Nearly every morning, Baker hosted a daily breakfast with Meese and Deaver so they could review the day’s schedule, policy issues, and political challenges. At about 7:30 on March 30, the three men had gathered in Baker’s spacious office, just down the hall from Reagan’s. Among other matters, they discussed a recent trip to China by former president Ford, who had carried a secret note from Reagan to that country’s leaders. They also discussed how to lift the controversial grain embargo that President Carter had imposed on the Soviet Union. Though taking a tougher line on the Russians, Reagan had announced during the campaign that he wanted to lift the trade restrictions because he believed they hurt U.S. farmers more than they did the Soviets. But the geopolitical situation was making the pledge difficult to fulfill: in recent weeks, the Soviet Union had been applying intense pressure to one of its western neighbors, Poland, where the Solidarity labor movement was beginning to crack the country’s communist regime, and now American irritation with the Soviet Union was once again on the rise. It was just the sort of dilemma that faces every new administration as it tries to reconcile the realities of governing with promises made during a campaign.
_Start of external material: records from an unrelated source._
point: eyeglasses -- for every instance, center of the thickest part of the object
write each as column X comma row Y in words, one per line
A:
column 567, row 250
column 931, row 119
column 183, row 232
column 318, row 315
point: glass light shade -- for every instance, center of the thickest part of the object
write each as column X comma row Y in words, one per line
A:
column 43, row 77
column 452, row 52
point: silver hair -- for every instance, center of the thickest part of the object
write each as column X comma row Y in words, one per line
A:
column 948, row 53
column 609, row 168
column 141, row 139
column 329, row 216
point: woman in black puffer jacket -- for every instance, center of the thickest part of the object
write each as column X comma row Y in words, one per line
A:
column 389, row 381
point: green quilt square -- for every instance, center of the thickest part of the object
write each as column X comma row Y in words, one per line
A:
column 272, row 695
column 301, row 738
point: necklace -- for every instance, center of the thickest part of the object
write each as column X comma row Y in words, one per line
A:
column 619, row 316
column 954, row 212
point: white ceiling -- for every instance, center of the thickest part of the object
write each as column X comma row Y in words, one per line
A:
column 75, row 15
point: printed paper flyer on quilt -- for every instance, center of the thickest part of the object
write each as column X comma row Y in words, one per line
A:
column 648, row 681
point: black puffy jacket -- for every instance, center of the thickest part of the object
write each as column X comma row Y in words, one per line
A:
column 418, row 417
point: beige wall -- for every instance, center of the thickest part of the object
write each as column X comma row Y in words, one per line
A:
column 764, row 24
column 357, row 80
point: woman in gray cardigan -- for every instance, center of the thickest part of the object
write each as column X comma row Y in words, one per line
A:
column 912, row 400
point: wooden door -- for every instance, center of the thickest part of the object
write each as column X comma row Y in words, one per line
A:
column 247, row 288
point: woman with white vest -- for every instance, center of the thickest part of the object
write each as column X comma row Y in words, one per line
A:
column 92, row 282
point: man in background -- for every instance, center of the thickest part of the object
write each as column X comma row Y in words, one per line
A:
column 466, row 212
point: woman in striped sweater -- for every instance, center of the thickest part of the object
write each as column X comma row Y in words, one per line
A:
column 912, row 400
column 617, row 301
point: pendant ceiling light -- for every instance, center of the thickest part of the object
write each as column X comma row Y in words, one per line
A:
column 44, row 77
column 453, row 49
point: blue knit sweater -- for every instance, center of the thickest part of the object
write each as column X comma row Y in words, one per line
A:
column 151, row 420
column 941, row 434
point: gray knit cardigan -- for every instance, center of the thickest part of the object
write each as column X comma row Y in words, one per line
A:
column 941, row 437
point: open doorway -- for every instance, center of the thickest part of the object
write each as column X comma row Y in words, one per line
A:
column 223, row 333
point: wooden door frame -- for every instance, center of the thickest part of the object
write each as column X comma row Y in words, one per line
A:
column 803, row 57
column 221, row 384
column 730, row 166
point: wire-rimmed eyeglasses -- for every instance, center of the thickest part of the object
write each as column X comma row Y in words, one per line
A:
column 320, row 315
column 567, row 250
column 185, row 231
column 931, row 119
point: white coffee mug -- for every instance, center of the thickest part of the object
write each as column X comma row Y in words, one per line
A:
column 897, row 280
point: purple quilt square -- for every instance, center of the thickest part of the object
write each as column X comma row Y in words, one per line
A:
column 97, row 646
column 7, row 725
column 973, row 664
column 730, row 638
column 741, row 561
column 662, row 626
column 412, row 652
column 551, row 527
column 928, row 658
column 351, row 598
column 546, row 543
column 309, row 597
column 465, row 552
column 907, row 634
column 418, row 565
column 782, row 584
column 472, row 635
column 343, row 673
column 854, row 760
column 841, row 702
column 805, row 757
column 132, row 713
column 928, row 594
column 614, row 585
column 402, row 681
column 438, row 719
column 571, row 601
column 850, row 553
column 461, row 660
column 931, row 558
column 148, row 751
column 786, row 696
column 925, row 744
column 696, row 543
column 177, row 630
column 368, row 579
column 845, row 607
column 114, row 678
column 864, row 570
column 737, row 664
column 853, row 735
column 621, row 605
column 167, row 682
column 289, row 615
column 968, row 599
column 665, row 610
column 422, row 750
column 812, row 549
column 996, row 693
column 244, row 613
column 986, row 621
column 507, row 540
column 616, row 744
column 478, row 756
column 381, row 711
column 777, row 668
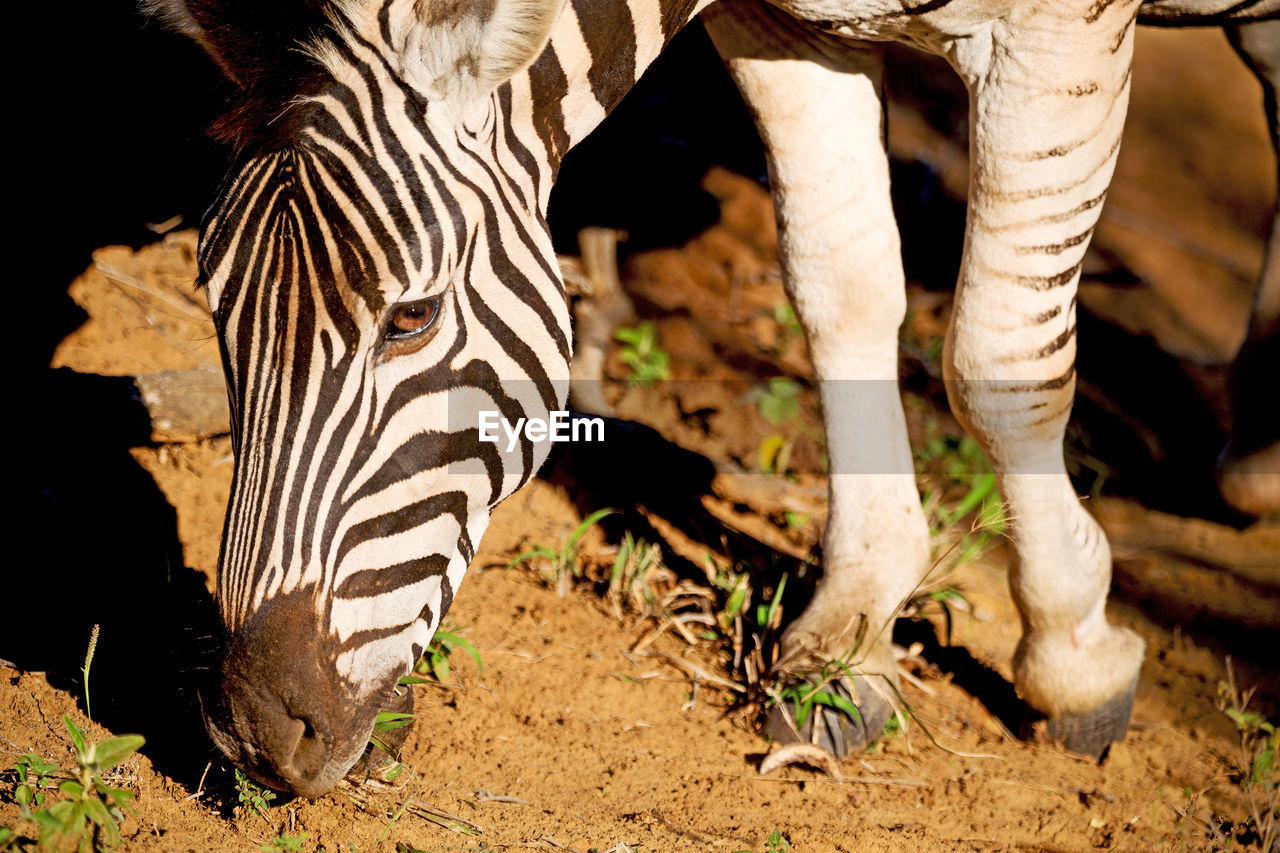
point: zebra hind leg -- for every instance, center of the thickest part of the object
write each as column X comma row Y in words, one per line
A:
column 1050, row 92
column 822, row 123
column 1249, row 473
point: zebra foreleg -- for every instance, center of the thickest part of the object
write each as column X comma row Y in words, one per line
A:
column 1048, row 90
column 602, row 306
column 817, row 101
column 1249, row 474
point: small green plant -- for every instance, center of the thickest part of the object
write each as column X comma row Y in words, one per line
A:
column 252, row 794
column 74, row 810
column 384, row 723
column 958, row 484
column 435, row 658
column 777, row 401
column 804, row 697
column 776, row 843
column 649, row 363
column 1257, row 762
column 634, row 575
column 286, row 844
column 773, row 455
column 562, row 566
column 789, row 325
column 88, row 662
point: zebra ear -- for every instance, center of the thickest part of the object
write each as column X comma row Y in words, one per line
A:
column 178, row 17
column 472, row 45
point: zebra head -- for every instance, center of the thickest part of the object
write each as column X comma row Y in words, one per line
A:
column 379, row 273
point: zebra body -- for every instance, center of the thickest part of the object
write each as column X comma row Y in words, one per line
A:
column 380, row 272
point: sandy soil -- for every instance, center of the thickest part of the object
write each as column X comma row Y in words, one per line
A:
column 567, row 739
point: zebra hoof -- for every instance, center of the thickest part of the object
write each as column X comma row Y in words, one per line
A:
column 830, row 728
column 1089, row 734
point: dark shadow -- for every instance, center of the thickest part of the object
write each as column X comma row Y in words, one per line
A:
column 108, row 555
column 113, row 140
column 969, row 674
column 641, row 169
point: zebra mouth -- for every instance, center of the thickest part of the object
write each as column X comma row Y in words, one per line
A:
column 283, row 714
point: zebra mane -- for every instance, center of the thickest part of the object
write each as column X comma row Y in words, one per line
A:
column 268, row 53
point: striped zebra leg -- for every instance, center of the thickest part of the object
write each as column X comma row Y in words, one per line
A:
column 1048, row 96
column 1249, row 475
column 822, row 123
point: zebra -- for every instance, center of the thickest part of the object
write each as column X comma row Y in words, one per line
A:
column 379, row 270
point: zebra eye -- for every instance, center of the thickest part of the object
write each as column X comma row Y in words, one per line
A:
column 411, row 319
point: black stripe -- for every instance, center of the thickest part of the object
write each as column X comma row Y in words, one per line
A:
column 609, row 33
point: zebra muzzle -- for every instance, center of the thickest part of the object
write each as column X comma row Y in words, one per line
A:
column 283, row 714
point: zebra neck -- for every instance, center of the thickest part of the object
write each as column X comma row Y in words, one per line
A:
column 597, row 53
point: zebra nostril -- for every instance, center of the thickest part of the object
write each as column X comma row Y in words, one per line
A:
column 312, row 751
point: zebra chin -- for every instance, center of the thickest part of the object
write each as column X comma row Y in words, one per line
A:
column 282, row 712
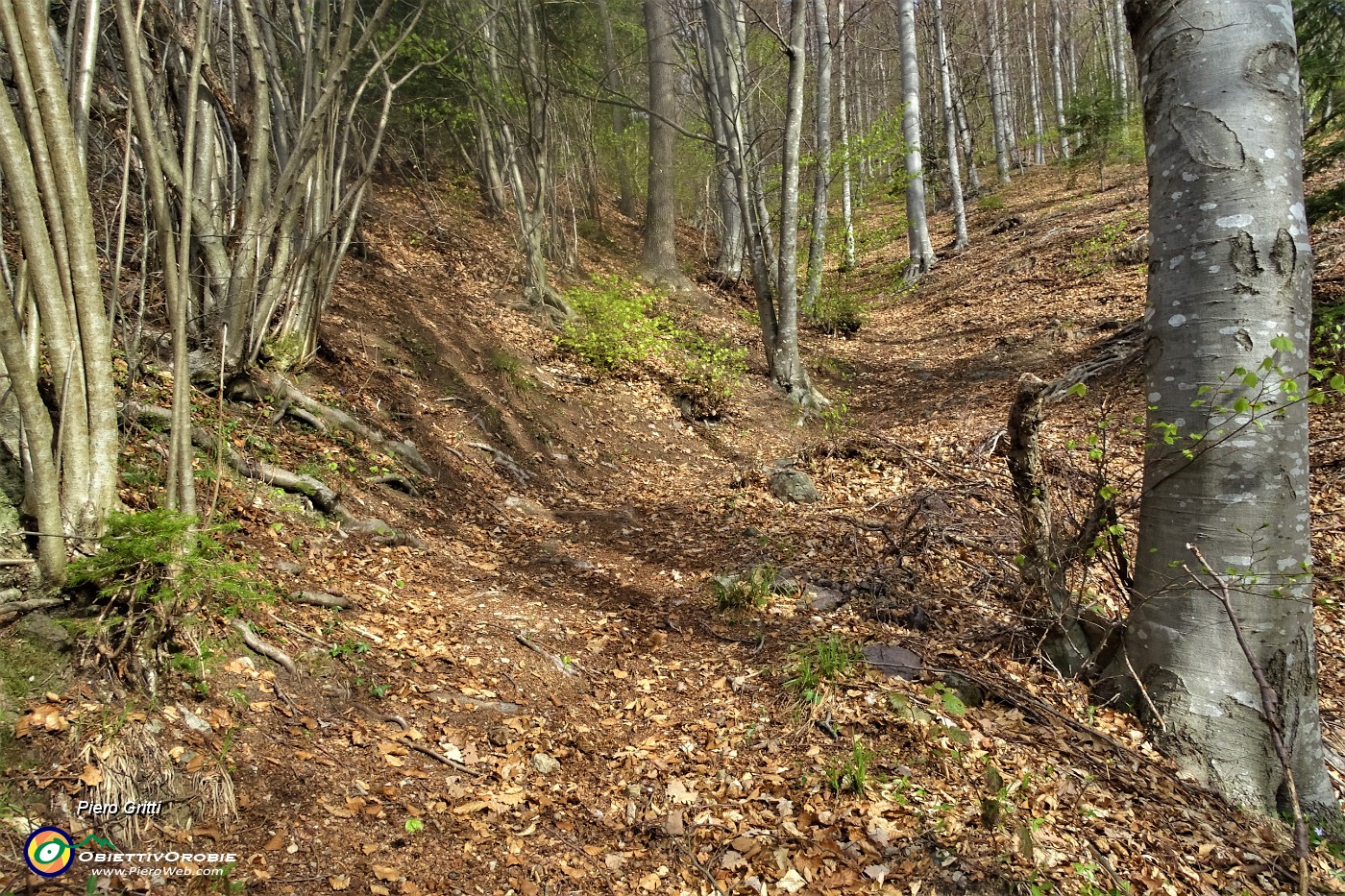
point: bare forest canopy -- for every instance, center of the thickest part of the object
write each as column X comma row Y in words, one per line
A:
column 697, row 200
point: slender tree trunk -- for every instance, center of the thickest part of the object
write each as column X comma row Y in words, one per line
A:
column 844, row 103
column 658, row 255
column 1039, row 151
column 1230, row 292
column 822, row 177
column 950, row 128
column 1058, row 81
column 625, row 183
column 1123, row 51
column 998, row 103
column 917, row 227
column 968, row 145
column 786, row 362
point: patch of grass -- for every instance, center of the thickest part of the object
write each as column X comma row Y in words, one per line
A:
column 851, row 771
column 710, row 375
column 1095, row 254
column 818, row 662
column 836, row 417
column 746, row 591
column 511, row 368
column 161, row 570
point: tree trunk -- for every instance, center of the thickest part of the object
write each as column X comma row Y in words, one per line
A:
column 786, row 362
column 625, row 183
column 1058, row 81
column 822, row 177
column 950, row 128
column 917, row 228
column 1230, row 321
column 998, row 104
column 844, row 101
column 658, row 255
column 1039, row 150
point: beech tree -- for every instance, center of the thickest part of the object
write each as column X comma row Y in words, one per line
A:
column 658, row 255
column 1230, row 321
column 917, row 228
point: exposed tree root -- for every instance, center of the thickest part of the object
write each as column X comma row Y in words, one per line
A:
column 19, row 607
column 261, row 647
column 315, row 490
column 285, row 392
column 320, row 599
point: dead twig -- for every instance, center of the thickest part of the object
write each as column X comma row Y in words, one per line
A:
column 1270, row 712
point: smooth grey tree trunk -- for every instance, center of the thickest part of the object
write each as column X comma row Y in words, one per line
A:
column 822, row 174
column 1230, row 325
column 844, row 101
column 998, row 110
column 1039, row 150
column 1058, row 81
column 917, row 225
column 950, row 130
column 786, row 362
column 658, row 255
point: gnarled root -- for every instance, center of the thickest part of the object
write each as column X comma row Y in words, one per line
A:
column 312, row 409
column 315, row 490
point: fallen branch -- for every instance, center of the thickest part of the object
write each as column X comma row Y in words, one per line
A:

The Troika entered the Oval Office at precisely nine that morning. During this daily summit, Reagan and his advisors conferred about both the day ahead and any pressing issues that had been raised earlier at the Troika breakfast and at a subsequent larger staff meeting. The aides tried to keep these get-togethers brief, not least because Reagan detested long meetings and often started doodling when he became bored. Today they kept it short for another reason. In fifteen minutes, Reagan had an important call to make about the increasingly tense situation in Poland.
* * *
J
ERRY
P
ARR FOUND
his colleague Johnny Guy in his small office next to W-16, the agency’s command post in the White House basement, directly under the Oval Office. A balding and burly agent who looked like a football lineman, Guy was one of Parr’s top assistants, and the two men were quite friendly. Guy was due to travel with Reagan to the Washington Hilton that afternoon.
“I’d like to work the president today,” Parr told Guy. “I feel like I need to get to know him better.”
“Not a problem,” said Guy. He understood the point of Parr’s request; although agents were discouraged from becoming friends with their so-called protectees, they needed to understand a person’s quirks and habits in order to protect him or her effectively. Conversely, it was important that the president—whom agents referred to casually as “the Man”—trust the members of his Secret Service detail and even take their orders when necessary. The only way to build that bond was to spend time with the man himself.
Guy had been granted such an opportunity when he and platoons of agents were sent to California to guard the president-elect after his victory in November. For more than a month, Guy had watched Reagan up close—lounging about his house in a robe, on official trips to the airport and at press briefings, and during private dinner parties. The agent even got a surprise preview of the president-elect’s inaugural address.